Joshua K. Sabari, MD, goes through treatment options in the frontline and second-line for patients with non–small cell lung cancer in a Targeted Oncology case-based peer perspectives live discussion.

Joshua K. Sabari, MD, went through treatment options in the frontline and second-line for patients with non–small cell lung cancer in a Targeted Oncology case-based peer perspectives live discussion. Sabari, an assistant professor in the Department of Medicine at NYU Langone Health, explained the treatment options in the context of 2 patient cases of lung cancer.

TARGETED ONCOLOGY: Do you order molecular testing for patients with squamous cell carcinoma?

Sabari: I order liquid biopsy and tissue biopsy tests. Liquid biopsy is controversial in this setting, but I order these tests to identify alterations. The key takeaway point here is that in squamous cell carcinoma, the rate for identifying an actionable mutation is a lot lower [rate than in other lung cancers]. There is lots of research going on in the space. [In general], the rate of EGFR [mutations] in squamous cell carcinoma is low, in the 1% range.

There are mutations that investigators may eventually develop treatments for, and which are undergoing development. There are also some other alterations that we can identify, but these don’t have an FDA-approved therapy available yet; however, I’m an optimist, so I still order a test.
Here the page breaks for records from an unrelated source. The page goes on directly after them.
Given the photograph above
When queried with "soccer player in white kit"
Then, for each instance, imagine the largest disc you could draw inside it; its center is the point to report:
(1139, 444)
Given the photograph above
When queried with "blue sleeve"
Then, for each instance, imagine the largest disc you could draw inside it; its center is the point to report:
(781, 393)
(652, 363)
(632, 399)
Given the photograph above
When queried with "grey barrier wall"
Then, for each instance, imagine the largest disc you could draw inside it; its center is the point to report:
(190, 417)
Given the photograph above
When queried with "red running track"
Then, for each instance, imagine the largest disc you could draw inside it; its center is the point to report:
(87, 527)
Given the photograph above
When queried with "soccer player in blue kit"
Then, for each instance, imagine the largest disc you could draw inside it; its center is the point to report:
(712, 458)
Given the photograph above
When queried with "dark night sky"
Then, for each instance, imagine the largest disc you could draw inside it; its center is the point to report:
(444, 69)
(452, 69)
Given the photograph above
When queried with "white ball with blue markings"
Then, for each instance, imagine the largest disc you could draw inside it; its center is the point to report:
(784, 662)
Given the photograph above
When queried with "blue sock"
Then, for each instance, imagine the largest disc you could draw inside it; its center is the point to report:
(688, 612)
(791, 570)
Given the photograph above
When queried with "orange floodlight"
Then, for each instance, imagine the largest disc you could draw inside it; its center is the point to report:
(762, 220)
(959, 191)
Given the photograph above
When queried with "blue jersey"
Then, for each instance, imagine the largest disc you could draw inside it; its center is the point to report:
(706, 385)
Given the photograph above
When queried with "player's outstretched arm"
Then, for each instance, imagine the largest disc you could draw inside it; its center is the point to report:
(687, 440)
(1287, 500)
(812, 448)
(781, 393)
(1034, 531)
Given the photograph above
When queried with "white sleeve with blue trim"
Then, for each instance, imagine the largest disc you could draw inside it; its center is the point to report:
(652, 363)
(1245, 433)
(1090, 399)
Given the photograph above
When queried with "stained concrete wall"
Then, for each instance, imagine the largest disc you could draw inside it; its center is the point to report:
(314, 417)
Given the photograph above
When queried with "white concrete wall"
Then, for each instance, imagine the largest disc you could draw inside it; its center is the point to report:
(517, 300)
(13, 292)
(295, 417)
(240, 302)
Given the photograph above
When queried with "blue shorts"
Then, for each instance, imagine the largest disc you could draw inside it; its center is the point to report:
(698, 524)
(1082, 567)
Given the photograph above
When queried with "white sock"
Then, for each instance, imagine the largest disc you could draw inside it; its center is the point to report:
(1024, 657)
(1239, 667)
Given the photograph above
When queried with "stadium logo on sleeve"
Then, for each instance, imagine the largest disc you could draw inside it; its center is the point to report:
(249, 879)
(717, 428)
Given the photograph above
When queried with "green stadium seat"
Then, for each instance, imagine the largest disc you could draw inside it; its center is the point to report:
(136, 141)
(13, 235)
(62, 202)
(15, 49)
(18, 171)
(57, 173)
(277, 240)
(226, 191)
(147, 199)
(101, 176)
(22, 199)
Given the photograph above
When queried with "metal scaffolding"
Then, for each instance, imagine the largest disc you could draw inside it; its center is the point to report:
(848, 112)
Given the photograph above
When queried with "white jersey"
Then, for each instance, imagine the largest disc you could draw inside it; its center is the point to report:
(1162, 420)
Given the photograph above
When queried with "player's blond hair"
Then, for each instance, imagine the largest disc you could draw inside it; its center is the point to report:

I have a patient now who immigrated from China about 3 years ago. He never smoked but developed squamous cell cancer. He has an EGFR exon 19 [mutation]. Interestingly, he developed a C797S secondary mutation [while being treated on] Tagrisso [osimertinib] and is now doing quite well in a clinical trial. But the take-home point is that mutations are relatively rare.

TARGETED ONCOLOGY: What are your treatment options for this patient?

Sabari: We could go with a combination of chemotherapy and immunotherapy here, or even immunotherapy alone. To address the dyspnea with the back pain, we could also treat with radiation therapy up front, followed by immunotherapy.

TARGETED ONCOLOGY: What do the National Comprehensive Cancer Network (NCCN) guidelines recommend?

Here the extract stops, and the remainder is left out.